SEC Stiffens Rules on "Abusive" Short Selling
Wednesday Sep 17, 2008
Staff of gfn.com
 

The Securities and Exchange Commission adopted two regulations Wednesday aimed at strengthening investor protections against "naked" short selling. The move by the SEC was in reaction to concerns that many financial stocks were losing value at an alarming rate due to aggressive bets by short-sellers who profit when prices fall.

Critics, however, say that the SEC has not gone far enough to prevent stock manipulation, and some short-sellers said the rules will do little to stem the market's decline.

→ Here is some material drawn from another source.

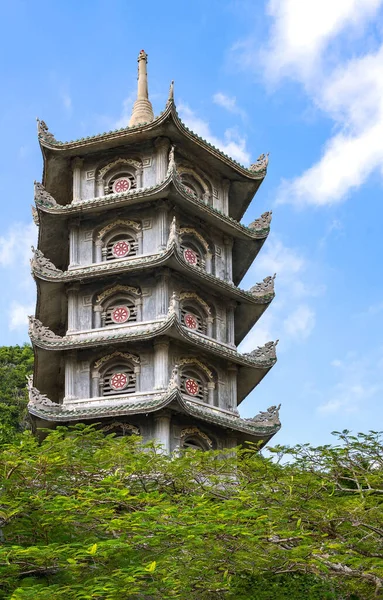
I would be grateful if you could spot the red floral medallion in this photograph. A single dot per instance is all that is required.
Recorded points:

In an ordinary short sale, the short seller borrows a stock and sells it, with the understanding that the loan must be repaid by buying the stock in the market (hopefully at a lower price). But in an abusive naked short transaction, the seller doesn't actually borrow the stock, and fails to deliver it to the buyer. For this reason, naked shorting can allow manipulators to force prices down far lower than would be possible in legitimate short-selling conditions.

The agency said on Wednesday it required short sellers and their broker-dealers to deliver securities by the close of business on the settlement date, and said broker-dealers who violate the requirement will be prohibited from short sales in the same security unless certain conditions are met.

According to the SEC, those who lie about their intention or ability to deliver securities in time are breaking the law when they fail to deliver.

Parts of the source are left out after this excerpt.